I'd be interested to see benchmarks to consider point one. At face value, I fully agree with your point and doubt it has any benefit. However, it is less that has to be swapped in for your program to run. Would be curious if this has an odd cache friendliness for an application.
The tooling answer to this, it seems, would be to support statically linked libraries. But again, I would want to see numbers before personally worrying about this.
So a few things to consider in regards to point 1:
* Your executable is going to be loaded as a whole page regardless of how large it is, on most platforms this means you'll need at least 4k of User VM.
* You'll need a page table, which has its own overhead. If someone was going to push back on the libc assertion I'd expect it here, a the PTEs for libc and and the VDSOs cannot be shared between processes (as far as I'm aware).
* I would expect it to in theory RUN faster assuming it was a small toy program like the example, this is because there is less work to be done even with shared pages.
Right, my question is along the lines of avoiding the pages of libc. An easy question here would be how many pages libc takes up. I'm assuming not many, but more than one.
I think there is a strong argument that this page is often already paged into memory from everyone using it. However, if the function you used from it would have fit in the pages you were already using for your application, I could imagine some benefit.
I continue to stress, though, that this is just imagined. Numbers would be first thing I would have to collect before acting on this. (And I hope it doesn't sound like I am tasking you or anyone else with this. That is not my intent.)
At least two is the best answer I can give without specifying a specific libc and architecture. Something to think about is that the binary size of libc is only half the story. Even if the executable portion of libc fits in a single page. A libc implementation has a lot of per thread and per process statics it holds onto.
A good libc developer could actually put these into separate pages based on how often they change.
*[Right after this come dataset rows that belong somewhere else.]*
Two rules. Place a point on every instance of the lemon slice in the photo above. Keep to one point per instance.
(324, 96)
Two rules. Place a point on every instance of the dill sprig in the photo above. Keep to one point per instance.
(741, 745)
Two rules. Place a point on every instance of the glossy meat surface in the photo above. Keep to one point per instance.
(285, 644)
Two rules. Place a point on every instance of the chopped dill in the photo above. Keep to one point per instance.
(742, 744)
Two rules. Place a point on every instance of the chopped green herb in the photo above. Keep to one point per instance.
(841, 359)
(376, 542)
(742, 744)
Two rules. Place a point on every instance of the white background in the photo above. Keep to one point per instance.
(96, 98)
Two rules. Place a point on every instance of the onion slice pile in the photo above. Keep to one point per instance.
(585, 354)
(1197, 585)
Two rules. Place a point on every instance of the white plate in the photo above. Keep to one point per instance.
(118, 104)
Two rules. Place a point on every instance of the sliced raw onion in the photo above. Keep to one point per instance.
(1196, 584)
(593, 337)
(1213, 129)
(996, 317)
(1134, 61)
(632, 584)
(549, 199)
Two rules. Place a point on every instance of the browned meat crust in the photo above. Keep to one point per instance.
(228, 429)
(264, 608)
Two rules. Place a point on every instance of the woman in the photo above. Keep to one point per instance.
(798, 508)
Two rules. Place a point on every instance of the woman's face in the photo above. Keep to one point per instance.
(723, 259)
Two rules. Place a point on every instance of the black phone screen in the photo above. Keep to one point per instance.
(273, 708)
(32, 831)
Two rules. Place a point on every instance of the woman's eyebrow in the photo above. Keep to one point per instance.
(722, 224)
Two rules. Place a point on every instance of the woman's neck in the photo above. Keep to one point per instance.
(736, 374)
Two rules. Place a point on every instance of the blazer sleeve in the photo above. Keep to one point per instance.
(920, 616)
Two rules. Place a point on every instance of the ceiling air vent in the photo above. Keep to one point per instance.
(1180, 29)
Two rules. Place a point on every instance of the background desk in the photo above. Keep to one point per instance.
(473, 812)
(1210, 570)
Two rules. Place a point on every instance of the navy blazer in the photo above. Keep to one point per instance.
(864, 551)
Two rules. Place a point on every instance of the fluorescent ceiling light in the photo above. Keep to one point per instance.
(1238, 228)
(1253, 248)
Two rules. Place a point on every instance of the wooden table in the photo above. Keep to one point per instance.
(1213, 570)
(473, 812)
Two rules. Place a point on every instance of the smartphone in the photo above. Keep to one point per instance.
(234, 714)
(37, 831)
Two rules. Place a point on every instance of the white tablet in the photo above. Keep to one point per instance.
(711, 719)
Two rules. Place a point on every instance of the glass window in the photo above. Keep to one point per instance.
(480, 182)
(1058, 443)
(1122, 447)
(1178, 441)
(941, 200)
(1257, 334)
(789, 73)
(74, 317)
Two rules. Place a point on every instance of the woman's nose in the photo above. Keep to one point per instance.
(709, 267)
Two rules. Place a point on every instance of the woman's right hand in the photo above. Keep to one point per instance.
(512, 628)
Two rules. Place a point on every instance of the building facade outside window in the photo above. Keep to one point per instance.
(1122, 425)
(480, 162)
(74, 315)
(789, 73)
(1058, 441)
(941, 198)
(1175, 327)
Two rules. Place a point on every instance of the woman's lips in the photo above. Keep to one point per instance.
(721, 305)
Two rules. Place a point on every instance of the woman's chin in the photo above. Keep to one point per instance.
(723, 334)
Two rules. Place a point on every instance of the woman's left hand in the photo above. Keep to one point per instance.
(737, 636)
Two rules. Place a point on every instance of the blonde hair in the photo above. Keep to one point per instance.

In other words, if a static only is ever set once then coalesce it into a page with other statics that are only set once and are not process dependent.
Why that's important: because of fork, when fork creates a new process it sets the parent processes pages read only and then preforms copy on write when they are modified. In theory you can share both the binary and some of the statics between all the processes.
The tooling answer to this, it seems, would be to support statically linked libraries. But again, I would want to see numbers before personally worrying about this.